Hua Xing, Goedert James J, Landi Maria Teresa, Shi Jianxin
Division of Cancer Epidemiology and Genetics, National Cancer Institute, National Institute of Health, Bethesda, Md., USA.
Hum Hered. 2016;81(2):117-126. doi: 10.1159/000448733. Epub 2017 Jan 12.

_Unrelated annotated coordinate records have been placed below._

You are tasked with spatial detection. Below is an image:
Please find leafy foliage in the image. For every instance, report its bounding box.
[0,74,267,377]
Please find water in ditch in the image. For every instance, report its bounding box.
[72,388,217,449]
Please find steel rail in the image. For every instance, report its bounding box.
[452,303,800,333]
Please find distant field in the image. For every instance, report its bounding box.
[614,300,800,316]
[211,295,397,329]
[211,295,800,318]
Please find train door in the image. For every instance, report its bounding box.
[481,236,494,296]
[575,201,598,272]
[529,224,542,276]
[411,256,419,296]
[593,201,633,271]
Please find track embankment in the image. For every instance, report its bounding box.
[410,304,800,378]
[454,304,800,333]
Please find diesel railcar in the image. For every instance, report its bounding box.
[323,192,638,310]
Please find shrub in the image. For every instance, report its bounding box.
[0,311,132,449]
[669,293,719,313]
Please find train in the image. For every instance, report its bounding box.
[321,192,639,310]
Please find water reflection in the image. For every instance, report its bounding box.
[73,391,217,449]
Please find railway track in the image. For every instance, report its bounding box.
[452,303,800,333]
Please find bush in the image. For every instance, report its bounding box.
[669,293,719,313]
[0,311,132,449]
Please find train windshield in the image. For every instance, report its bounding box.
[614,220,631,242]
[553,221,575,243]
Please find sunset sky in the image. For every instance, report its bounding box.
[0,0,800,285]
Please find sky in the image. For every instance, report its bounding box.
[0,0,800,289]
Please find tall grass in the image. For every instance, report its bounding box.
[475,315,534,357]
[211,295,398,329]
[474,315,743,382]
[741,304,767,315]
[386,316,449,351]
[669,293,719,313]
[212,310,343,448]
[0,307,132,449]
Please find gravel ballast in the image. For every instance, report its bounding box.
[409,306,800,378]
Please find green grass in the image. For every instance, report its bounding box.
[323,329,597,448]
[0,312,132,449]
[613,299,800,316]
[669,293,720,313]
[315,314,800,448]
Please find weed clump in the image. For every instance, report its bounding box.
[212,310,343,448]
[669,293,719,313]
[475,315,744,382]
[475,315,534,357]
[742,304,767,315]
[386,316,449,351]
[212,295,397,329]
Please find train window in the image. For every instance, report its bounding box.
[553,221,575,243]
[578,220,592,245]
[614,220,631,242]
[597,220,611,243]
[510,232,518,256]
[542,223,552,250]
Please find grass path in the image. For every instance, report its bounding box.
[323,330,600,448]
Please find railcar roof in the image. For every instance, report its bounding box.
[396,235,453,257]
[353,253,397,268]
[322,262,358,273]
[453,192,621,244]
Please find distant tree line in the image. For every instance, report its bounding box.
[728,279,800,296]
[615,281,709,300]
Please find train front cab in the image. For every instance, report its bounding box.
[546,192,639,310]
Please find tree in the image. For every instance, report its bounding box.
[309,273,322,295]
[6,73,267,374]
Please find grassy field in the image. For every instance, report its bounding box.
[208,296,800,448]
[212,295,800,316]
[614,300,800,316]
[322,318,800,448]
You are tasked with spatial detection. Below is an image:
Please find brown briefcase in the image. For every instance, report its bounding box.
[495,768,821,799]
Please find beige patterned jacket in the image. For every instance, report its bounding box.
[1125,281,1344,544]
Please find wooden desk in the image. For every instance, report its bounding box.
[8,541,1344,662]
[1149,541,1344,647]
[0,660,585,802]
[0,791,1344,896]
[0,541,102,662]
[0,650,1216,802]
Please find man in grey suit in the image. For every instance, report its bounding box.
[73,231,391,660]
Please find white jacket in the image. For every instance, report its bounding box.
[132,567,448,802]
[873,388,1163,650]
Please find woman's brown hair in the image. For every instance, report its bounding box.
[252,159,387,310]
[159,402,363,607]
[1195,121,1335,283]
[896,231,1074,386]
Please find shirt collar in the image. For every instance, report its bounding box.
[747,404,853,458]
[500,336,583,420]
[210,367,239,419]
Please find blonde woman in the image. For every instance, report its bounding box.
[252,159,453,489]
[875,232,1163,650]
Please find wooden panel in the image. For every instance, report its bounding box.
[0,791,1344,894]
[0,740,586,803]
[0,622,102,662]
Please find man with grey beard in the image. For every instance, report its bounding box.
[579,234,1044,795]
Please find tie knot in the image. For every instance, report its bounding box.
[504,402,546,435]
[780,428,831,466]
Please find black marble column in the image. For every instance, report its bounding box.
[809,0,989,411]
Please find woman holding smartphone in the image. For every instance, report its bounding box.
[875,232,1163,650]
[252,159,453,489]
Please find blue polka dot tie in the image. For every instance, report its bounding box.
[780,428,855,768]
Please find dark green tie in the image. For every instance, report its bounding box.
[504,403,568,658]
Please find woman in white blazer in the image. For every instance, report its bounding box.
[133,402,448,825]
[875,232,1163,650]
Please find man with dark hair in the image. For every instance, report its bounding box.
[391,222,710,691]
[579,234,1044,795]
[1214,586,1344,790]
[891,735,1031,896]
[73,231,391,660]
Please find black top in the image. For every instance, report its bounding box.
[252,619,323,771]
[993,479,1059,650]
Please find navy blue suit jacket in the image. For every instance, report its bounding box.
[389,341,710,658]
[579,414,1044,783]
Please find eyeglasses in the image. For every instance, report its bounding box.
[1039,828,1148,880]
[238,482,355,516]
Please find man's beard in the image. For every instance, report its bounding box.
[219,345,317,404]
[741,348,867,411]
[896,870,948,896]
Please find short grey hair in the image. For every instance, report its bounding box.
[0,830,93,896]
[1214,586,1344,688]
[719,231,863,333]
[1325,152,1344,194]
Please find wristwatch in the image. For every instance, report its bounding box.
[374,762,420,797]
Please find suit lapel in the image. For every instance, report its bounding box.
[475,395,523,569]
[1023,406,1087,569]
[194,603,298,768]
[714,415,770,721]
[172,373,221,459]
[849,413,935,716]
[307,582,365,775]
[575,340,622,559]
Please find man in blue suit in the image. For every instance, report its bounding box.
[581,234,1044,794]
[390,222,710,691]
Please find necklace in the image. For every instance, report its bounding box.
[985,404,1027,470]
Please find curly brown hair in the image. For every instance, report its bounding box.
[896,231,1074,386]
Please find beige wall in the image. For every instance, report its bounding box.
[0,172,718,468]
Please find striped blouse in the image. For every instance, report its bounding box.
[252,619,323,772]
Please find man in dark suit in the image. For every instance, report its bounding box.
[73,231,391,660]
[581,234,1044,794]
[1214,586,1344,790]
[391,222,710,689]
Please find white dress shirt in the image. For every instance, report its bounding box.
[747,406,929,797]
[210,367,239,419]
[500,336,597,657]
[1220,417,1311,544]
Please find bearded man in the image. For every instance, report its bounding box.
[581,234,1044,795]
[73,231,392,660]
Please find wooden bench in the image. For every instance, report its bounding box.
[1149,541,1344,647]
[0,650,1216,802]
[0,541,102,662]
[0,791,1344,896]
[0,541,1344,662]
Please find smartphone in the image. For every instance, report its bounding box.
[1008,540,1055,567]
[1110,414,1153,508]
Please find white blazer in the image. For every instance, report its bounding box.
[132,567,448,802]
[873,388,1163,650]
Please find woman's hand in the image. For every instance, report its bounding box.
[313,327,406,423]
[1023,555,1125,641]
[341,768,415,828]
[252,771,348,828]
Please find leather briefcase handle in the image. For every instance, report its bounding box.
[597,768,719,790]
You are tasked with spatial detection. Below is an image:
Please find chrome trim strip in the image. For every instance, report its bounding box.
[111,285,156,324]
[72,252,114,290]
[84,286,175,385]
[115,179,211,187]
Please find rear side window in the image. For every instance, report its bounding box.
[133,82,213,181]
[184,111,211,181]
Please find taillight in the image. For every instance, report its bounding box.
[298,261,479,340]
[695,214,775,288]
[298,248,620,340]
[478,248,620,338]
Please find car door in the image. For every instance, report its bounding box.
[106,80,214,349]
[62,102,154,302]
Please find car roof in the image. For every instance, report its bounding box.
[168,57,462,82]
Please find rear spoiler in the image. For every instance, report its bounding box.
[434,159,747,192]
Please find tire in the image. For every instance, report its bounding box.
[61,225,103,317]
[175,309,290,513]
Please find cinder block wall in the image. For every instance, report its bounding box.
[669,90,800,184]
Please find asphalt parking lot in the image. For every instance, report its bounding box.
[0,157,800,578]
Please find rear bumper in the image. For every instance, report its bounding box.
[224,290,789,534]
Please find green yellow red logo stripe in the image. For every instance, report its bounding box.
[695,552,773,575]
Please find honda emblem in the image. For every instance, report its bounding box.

Host genetics have been recently reported to affect human microbiome composition. We previously developed a statistical framework, microbiomeGWAS, to identify host genetic variants associated with microbiome composition by testing a distance matrix. However, statistical power depends on the choice of a microbiome distance matrix. To achieve more robust statistical power, we aim to extend microbiomeGWAS to test the association with many distance matrices, which are defined based on multilevel taxa abundances and phylogenetic information.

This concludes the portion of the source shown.